The EUR/JPY volatility surface is offering very attractive opportunities because the skew on the 6m and 1y is currently excessive (refer 4th graph). Where IV skews seem to be mispricing, which is why implied vols of this pair across the various tenors are reducing considerably.
If we’ve to contemplate that the options market is pricing EURJPY risk reversals (RR) as the sum of EUR/USD and USD/JPY RR, the triangle is perfectly priced (refer 2nd graph). The implied volatility of 6m and 1y 25-delta strikes is trading about 3 volatility points higher than ATM volatility, which supposes that the implied volatility should be strongly negatively correlated with the FX rate.

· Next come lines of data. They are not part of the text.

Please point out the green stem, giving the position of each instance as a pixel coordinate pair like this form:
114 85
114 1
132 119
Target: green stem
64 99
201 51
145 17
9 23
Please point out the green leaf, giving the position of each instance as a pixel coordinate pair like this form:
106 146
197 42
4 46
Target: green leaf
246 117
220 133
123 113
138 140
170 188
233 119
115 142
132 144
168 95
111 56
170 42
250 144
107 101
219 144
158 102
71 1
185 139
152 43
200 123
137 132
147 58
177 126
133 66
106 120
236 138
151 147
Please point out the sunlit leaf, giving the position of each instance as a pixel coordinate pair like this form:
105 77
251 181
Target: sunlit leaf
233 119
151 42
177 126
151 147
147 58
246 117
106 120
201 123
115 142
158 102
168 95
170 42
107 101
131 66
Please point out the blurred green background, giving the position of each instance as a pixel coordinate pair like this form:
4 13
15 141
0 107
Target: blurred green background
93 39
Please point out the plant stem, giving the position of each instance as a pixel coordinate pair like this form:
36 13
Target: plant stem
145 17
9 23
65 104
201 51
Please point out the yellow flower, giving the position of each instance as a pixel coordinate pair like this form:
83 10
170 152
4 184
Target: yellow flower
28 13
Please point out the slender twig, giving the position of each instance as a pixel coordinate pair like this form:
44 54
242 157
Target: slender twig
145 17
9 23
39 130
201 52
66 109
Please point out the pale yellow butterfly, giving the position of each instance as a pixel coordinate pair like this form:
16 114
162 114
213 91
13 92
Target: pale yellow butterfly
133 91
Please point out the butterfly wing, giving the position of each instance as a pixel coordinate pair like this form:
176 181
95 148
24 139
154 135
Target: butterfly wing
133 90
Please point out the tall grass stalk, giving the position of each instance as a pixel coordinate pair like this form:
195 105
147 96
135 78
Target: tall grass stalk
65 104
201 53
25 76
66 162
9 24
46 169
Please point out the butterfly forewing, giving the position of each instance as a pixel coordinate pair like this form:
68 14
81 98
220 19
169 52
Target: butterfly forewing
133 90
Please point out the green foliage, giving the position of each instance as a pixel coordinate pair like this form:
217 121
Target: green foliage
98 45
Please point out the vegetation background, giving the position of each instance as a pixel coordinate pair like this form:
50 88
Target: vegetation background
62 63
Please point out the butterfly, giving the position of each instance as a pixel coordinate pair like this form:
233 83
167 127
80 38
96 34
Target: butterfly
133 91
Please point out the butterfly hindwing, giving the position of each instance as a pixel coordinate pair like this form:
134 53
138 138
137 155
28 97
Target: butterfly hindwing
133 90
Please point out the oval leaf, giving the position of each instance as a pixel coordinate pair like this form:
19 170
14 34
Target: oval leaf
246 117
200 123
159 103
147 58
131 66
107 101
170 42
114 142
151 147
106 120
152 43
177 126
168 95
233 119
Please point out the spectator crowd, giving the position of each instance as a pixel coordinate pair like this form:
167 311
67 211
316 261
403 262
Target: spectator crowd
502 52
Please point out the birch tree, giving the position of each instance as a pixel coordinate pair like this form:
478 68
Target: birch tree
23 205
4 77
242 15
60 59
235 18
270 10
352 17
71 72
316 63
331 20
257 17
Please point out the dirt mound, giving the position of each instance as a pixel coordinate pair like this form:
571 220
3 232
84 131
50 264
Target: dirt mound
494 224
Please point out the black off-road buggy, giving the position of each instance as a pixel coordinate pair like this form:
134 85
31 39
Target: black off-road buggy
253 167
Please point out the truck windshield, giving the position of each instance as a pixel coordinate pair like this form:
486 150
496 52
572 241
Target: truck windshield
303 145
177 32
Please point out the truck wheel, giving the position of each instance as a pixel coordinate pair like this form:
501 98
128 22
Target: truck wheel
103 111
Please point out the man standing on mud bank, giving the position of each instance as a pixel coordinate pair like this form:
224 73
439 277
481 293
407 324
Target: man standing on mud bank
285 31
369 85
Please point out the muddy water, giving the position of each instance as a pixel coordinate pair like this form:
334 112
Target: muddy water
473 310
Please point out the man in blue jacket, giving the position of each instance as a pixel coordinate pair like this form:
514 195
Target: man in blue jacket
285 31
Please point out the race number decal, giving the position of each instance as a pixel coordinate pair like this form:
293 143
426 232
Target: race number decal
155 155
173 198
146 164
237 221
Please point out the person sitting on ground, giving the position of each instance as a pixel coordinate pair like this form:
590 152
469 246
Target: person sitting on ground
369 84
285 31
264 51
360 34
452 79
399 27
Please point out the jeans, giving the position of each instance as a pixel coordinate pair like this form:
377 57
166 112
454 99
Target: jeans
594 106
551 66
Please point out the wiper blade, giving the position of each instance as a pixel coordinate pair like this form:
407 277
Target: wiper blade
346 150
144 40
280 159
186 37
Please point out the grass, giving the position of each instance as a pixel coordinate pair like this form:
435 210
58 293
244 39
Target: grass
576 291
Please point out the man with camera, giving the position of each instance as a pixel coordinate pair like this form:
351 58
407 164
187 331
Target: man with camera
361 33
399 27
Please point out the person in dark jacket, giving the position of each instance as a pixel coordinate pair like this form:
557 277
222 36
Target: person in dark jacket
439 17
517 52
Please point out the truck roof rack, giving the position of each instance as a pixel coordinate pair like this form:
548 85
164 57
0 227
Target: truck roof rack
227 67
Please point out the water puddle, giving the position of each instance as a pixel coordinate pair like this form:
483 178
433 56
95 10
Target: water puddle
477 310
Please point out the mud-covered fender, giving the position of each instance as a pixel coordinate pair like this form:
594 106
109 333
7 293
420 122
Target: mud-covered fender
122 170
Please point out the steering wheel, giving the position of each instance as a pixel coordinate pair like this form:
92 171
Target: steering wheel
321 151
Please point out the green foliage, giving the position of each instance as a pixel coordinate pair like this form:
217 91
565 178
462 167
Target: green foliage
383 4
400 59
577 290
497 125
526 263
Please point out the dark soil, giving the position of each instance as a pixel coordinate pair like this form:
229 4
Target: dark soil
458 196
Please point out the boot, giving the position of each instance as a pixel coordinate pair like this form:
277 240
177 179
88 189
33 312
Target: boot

Since 2013, the EURJPY RR has strongly mean reverted towards the vol/spot correlation. However, this correlation has been about zero for a few weeks (refer 3rd graph), such that EURJPY 6m skew is now disconnected from its fair value.
Splitting the EURJPY RR into EURUSD and USDJPY components, like the market, exhibits the source of this mispricing. The EURUSD 6m RR is trading at -1.8 and the USD/JPY at -1.1. The former is consistent with the EURUSD price action, which actually saw downside volatility.
However, USDJPY has indeed been positively correlated with its volatility, hence the EURJPY mispricing comes from the yen side. Investors could directly consider selling the USDJPY excessive skew, but we recommend selling the EURJPY skew instead. It offers a larger risk premium (due to the fairly priced EURUSD smile component), which is opportunistic given our bullish bias on the spot.